Five of the six men were released without charge.
Officers have now said the one, who remained on bail, will have no further action and he has been released without charge.
But, following the discovery of four immature cannabis plants at the Droitwich Bright Eyes in May 2013, he has been charged with possession of a class B drug.
One of the other men, initially arrested, was held on suspicion of sexual assault and harassment of a staff member. He has now been released without charge after the complaint against him was withdrawn.
Head of the West Midlands CPS’ public prosecution unit Sarah Hammond said having reviewed all of the available evidence, which included statements from all concerned parties, the CPS decided there was insufficient evidence to provide a realistic prospect of conviction.
She said she had, therefore, decided not to proceed with the prosecution and had written to the victims’ families to provide a full explanation.
She also offered to meet them to discuss the matter and answer any questions.
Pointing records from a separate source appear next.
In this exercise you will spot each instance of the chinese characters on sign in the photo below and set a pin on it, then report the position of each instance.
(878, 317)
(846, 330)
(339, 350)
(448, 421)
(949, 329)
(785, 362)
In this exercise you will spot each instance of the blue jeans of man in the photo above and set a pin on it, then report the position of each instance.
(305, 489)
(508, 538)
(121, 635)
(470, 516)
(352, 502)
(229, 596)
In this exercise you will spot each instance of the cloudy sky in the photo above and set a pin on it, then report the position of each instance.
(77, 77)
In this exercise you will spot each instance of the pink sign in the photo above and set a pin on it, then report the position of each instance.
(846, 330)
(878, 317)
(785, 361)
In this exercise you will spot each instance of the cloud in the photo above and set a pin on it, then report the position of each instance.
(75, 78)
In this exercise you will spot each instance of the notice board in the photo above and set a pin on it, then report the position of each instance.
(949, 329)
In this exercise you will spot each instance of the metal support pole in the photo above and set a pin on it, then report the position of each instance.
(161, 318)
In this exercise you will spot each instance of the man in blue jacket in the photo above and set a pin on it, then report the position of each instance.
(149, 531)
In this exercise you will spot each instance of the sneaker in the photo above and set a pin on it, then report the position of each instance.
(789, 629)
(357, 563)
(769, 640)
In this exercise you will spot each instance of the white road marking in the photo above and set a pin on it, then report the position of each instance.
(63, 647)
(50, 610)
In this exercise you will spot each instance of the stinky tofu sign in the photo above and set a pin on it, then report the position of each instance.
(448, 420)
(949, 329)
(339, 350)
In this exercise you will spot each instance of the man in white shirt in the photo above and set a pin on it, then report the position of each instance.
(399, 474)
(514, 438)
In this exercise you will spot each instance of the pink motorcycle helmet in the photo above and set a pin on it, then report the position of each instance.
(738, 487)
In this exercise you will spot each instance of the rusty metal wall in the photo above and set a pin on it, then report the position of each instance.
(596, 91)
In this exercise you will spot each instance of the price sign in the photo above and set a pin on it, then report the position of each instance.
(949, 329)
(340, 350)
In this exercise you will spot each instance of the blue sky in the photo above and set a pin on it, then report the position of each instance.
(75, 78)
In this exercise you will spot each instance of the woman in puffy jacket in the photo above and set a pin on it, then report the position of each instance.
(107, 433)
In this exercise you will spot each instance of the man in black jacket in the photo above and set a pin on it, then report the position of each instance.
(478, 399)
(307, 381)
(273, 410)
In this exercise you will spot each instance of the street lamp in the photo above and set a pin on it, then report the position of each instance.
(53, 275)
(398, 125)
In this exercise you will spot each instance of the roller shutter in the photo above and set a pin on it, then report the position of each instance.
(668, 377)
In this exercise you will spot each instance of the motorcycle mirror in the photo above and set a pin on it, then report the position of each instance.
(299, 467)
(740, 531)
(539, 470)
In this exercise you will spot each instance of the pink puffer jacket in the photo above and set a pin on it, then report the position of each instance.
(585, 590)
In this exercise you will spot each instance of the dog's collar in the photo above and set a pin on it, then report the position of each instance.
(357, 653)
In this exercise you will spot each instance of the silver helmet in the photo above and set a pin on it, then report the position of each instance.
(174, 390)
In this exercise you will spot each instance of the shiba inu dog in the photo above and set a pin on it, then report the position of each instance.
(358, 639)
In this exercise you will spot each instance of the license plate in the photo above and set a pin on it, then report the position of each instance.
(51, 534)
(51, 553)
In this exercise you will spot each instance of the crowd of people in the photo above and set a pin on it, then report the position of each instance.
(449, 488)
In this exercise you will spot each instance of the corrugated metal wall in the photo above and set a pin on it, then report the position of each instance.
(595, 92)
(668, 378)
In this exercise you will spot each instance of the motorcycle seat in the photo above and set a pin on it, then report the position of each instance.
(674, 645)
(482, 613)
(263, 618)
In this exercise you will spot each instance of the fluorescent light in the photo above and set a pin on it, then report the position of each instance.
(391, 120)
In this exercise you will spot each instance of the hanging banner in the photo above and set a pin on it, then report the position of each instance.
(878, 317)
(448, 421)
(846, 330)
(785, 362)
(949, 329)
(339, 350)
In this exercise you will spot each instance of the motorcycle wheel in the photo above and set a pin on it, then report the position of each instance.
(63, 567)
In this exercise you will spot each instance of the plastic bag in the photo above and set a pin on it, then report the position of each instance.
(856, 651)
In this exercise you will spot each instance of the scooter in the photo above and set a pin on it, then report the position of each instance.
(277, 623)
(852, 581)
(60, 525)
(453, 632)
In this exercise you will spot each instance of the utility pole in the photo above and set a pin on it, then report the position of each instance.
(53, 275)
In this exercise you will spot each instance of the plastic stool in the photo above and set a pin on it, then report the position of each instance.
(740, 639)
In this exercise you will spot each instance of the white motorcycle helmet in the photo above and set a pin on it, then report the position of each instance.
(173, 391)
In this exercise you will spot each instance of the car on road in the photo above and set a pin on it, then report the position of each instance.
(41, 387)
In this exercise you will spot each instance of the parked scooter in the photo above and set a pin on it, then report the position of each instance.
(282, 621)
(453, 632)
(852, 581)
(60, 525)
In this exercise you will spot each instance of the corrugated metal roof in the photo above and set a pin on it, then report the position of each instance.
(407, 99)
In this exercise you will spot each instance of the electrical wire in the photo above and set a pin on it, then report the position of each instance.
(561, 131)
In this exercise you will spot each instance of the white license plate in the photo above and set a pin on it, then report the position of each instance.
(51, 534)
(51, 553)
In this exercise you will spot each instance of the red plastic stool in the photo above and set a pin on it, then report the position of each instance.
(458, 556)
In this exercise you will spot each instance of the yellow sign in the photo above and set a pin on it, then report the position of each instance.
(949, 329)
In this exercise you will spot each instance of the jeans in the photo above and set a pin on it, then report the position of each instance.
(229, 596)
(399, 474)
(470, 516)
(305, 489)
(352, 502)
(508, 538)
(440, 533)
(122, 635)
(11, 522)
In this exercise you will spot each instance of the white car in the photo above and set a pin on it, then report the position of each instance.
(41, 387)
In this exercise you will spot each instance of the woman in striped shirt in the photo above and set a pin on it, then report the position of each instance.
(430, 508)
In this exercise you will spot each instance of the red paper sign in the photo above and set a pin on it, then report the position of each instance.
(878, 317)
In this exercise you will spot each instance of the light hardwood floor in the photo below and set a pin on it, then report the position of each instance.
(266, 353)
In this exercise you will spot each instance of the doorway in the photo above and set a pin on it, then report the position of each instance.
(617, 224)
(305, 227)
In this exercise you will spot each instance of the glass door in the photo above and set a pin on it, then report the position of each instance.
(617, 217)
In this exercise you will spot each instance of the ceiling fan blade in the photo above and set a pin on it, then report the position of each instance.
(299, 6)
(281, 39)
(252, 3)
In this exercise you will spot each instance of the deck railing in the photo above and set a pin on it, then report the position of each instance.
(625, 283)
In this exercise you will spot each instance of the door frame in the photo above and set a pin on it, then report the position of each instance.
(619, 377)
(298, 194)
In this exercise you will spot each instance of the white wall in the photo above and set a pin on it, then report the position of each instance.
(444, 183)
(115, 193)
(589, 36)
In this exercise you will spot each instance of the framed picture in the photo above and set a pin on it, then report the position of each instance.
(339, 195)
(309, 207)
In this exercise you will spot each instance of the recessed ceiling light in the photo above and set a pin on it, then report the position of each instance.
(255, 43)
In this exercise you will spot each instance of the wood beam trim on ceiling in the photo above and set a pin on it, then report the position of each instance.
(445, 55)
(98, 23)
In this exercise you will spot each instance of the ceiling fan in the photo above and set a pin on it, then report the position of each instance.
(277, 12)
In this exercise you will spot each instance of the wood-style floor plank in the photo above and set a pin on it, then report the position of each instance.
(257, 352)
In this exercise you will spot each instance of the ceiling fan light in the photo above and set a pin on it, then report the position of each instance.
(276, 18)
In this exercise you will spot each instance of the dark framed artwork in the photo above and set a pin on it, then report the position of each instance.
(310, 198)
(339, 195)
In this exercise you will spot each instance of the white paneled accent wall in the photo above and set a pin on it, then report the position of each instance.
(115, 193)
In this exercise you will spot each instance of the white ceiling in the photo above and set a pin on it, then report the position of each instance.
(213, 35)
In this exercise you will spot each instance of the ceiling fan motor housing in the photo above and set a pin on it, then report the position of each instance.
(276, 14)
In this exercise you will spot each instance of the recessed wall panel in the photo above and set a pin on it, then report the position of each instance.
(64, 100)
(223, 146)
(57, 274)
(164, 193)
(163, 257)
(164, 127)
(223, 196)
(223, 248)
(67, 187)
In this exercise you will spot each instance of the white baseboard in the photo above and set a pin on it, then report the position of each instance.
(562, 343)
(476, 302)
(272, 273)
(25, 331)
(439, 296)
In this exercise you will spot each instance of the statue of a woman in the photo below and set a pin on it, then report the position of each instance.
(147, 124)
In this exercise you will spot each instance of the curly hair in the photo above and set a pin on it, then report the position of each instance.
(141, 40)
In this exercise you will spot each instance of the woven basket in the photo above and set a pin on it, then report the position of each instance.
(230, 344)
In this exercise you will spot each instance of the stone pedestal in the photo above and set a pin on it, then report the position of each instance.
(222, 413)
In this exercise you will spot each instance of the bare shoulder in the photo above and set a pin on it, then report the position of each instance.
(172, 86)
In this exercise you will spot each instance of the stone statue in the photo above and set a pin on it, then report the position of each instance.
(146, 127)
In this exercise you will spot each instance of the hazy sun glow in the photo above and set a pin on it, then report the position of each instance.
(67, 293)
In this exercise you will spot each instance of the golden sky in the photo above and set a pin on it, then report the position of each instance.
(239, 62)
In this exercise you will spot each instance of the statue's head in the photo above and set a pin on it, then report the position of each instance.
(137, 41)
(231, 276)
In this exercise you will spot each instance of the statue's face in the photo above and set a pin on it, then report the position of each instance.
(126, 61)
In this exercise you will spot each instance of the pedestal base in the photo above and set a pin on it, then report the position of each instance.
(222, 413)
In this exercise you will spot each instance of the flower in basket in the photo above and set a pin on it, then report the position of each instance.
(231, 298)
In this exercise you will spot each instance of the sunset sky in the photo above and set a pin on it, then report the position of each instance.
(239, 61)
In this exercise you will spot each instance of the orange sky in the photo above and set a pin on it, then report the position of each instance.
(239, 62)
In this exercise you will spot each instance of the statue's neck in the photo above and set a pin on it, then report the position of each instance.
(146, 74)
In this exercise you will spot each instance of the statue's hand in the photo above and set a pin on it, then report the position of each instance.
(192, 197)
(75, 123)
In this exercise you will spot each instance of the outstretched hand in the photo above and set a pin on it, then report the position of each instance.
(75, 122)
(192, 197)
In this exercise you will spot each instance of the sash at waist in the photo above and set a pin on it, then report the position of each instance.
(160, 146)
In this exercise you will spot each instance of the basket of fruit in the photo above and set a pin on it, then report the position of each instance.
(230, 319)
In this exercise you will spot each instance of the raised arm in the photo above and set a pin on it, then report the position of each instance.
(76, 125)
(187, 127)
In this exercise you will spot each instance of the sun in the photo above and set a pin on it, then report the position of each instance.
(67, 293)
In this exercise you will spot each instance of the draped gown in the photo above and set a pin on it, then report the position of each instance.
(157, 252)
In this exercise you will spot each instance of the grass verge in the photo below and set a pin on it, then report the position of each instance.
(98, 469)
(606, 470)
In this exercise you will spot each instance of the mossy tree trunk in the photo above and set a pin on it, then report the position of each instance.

Det Ch Insp Damian Barratt, who led the police investigation, said now it had been completed, he could reveal the offences were thought to have happened at the Droitwich nursery, within the Forest School setting.
“We still believe the sexual assaults took place but the investigation was extremely challenging due to the ages of the young children as both victims and witnesses.
“From the outset, our investigation team has worked closely with Children Services at Worcestershire County Council, Ofsted and the Worcestershire Safeguarding Children Board to ensure the ongoing safety and protection of all children who have been affected.”
He added that, while no prosecutions relating to sexual offences would result, a number of poor practices across the nursery sites were identified.
The nurseries were closed and the directors, who have withdrawn their Ofsted registration, will no longer offer early years provision.
He said: “We were concerned about the way data was being controlled, managed and stored – a clear lack of control within the nursery setting, specifically at Droitwich, of unauthorised people having access to the childcare environment and even cannabis being found on site.”
He added as well as one man being charged with cannabis offences, another employee was prosecuted last year after cannabis plants were found at his home.
He concluded by saying issues regarding the standard of care being offered had been shared with Ofsted and the Information Commissioner’s office and the
complete findings, across a range of safeguarding issues, were being shared with the Worcestershire Safeguarding Children Board. That will conduct a review to deal with the wider implications.
And, he said, all the parents and carers whose children used to attend Bright Eyes, had been informed of what had happened and officers were available to speak to them about any concerns they had.